The ambiguous usage of the word “User” seems to me a large part of the problem. The vast majority of bitcoin users don’t run a node and have no idea that any of this is going on. I think a cleaner distinction is four groups:
1 — pro-UASF (in deeds, not in rhetoric)
2 — anti-UASF (in deeds, not in rhetoric)
3 — neutral
4 — unaware / underestimating risks / just words (this includes many people wearing hats)
I read this article assuming you mean (1) by “Users” and that most miners fall into (2). Exchanges would probably be “neutral” (3) in the sense that they’ll want to protect themselves and their users — mostly (4) — against replay attacks and such.

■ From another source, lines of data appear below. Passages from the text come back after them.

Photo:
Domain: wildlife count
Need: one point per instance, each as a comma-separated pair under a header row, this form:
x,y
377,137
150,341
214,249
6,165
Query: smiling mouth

In order to be (1) requires skin in the game as you pointed out in an earlier post. It could mean selling non-UASF coins to impact the price (however impractical), or if you run a custodial wallet refusing to honor that chain, or if you’re an OTC trader refusing to buy coins from miners. Despite a long list of people and companies that “Prefer” BIP 148, I have not seen many go this far and I did ask a few.

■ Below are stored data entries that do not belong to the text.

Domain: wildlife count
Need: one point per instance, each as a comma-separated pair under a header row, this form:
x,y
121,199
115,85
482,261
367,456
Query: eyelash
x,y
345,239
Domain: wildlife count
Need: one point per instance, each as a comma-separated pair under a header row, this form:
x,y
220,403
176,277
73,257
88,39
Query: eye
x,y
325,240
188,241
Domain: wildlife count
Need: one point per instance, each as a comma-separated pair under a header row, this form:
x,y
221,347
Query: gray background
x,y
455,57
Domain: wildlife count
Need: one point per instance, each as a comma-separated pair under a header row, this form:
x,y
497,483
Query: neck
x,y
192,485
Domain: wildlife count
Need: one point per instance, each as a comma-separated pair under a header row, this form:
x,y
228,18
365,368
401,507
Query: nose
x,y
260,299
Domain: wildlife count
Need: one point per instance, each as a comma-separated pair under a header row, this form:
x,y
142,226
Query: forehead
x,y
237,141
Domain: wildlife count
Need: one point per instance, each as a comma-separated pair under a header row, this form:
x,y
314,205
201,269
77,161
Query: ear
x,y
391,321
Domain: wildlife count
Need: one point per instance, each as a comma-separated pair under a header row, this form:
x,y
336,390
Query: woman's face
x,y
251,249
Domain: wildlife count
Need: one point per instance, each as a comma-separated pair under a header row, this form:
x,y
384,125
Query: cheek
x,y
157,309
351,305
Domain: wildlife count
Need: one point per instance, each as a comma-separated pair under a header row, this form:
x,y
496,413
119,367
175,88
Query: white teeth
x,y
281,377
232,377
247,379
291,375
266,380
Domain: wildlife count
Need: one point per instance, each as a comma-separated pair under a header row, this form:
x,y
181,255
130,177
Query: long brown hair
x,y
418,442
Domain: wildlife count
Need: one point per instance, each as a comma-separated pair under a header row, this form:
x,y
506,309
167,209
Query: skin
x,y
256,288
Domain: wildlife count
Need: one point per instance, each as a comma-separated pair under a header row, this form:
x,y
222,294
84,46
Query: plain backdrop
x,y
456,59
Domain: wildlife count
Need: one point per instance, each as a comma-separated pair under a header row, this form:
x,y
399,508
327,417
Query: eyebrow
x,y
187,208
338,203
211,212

Most miners are part of (2) as you pointed out, but so is any merchant or e.g. localbitcoins trader who accepts bitcoin on the non-UASF chain, since they’re accepting wipe-out risk, no matter how small. Unforuntately most actual bitcoin Users are completely oblivious to this risk, and so they fall under (4). Which is why I think the U in UASF is highly misleading.